We demonstrated decreases in ceftriaxone therapy use and the number of UAs and CBCs ordered in a group of febrile infants and toddlers with IVTA infection presenting to the ED in whom the results of the ELISA for IVTA was available before discharge from the ED compared with infants and toddlers for whom the test results were available later. A prospective larger study is needed to confirm our findings and to test the effects on other factors such as patient satisfaction with care and return visits to the ED or primary care physician offices.
Accepted for publication August 30, 2001.
Corresponding author and reprints: Vidya Sharma, MBBS, MPH, Department of Pediatrics, Children's Mercy Hospital, 2401 Gilham Rd, Kansas City, MO 64108 (e-mail: email@example.com).
Editor's Note: What This Study Adds
Influenza virus type A infections, a common cause of illness in children in the winter, may mimic bacterial sepsis in young infants and toddlers owing to its nonspecific presentation with fever and irritability. Rapid diagnosis of influenza virus type A has been shown to decrease antibiotic use in both ED-treated and hospitalized pediatric patients.

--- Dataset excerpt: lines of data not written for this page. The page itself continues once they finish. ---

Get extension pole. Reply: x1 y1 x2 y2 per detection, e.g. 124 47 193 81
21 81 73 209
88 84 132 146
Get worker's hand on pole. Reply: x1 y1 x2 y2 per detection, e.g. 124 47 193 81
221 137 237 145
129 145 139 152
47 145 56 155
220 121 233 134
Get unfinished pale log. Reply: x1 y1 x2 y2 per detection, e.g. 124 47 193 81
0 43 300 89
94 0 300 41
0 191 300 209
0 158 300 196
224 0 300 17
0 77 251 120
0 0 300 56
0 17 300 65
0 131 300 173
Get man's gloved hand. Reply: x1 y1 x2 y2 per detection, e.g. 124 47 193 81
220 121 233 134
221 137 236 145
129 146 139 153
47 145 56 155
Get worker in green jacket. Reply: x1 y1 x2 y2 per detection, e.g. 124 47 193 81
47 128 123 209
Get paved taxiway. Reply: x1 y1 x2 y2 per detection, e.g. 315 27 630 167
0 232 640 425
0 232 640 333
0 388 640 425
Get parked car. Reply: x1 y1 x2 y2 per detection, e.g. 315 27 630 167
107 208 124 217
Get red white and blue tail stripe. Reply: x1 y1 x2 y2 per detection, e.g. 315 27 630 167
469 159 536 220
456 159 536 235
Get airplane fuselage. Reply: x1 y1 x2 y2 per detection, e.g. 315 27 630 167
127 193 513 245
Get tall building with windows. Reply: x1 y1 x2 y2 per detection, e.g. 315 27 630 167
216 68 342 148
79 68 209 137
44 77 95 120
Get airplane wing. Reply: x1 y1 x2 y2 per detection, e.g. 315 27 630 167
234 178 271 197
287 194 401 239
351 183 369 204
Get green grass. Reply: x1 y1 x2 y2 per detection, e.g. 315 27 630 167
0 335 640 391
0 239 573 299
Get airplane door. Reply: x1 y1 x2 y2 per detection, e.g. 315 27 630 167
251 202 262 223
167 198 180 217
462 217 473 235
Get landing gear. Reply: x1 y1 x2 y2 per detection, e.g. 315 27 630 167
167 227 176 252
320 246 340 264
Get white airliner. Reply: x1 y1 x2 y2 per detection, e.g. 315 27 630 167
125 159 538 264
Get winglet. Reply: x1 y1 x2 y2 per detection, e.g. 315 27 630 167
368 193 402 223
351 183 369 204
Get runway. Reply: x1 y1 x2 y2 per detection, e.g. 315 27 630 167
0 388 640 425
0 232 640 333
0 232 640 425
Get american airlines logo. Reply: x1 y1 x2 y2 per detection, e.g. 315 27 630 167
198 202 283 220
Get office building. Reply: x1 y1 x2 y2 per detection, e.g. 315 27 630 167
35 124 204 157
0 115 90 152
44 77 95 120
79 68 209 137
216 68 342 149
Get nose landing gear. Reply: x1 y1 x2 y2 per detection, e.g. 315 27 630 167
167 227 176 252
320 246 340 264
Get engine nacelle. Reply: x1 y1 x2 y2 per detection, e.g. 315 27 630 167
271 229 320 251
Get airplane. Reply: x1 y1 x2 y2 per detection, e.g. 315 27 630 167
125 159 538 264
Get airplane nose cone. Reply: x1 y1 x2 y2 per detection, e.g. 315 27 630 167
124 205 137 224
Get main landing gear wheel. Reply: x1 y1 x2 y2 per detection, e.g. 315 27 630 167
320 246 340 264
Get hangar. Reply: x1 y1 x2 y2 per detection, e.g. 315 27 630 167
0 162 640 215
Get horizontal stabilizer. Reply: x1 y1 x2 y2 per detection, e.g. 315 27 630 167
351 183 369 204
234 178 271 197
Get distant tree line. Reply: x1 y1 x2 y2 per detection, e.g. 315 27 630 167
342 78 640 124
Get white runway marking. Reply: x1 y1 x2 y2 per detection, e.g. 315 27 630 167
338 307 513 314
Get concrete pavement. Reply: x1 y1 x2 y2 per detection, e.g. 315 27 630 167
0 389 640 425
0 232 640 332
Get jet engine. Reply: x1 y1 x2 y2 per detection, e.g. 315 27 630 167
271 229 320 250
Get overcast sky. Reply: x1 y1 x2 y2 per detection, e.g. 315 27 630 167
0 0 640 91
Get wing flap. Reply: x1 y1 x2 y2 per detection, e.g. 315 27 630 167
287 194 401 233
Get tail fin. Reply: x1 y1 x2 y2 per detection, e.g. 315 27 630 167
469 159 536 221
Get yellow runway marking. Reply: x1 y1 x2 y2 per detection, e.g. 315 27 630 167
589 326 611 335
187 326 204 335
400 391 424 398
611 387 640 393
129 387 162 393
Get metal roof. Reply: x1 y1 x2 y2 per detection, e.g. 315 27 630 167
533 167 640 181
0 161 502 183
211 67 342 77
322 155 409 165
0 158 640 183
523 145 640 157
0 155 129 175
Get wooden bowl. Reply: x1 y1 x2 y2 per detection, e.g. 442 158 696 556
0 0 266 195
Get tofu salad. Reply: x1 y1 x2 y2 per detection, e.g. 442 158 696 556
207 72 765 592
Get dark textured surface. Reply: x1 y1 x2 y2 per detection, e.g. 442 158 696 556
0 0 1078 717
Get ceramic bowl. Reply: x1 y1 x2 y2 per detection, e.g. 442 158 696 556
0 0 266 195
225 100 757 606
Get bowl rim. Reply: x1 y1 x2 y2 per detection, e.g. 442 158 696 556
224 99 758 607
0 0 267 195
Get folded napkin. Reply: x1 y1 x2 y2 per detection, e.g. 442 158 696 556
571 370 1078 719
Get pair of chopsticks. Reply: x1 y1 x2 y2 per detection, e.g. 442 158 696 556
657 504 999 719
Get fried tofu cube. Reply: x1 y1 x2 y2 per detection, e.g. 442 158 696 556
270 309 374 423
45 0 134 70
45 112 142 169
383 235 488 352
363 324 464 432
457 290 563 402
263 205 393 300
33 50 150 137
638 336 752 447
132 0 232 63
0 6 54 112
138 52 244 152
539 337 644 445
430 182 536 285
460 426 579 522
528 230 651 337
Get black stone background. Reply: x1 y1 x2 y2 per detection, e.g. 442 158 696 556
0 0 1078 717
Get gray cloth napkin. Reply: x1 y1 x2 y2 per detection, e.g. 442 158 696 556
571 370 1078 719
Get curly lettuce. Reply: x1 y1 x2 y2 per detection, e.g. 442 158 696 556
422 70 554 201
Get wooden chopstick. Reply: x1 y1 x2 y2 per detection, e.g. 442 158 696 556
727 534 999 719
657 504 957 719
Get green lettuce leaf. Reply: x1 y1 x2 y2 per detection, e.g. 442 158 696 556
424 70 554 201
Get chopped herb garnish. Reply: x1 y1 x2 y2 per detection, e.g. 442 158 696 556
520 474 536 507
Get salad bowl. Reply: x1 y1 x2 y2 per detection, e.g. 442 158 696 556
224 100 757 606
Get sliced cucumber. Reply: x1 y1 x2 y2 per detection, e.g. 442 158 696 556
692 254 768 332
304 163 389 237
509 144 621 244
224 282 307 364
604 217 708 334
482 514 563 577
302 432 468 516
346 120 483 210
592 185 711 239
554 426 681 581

This study confirms decreased antibiotic use in febrile infants and toddlers presenting to the ED who have rapid confirmation of influenza virus type A infection. In addition, this study also found decreased empirical testing of infants and toddlers who present with fever without a focus. A larger prospective study is needed to confirm these results. Should this be confirmed, future guidelines for fever without a focus in infants and toddlers may need to consider the use of rapid viral diagnostic tests to decrease empirical testing and antibiotic use in these infants and toddlers.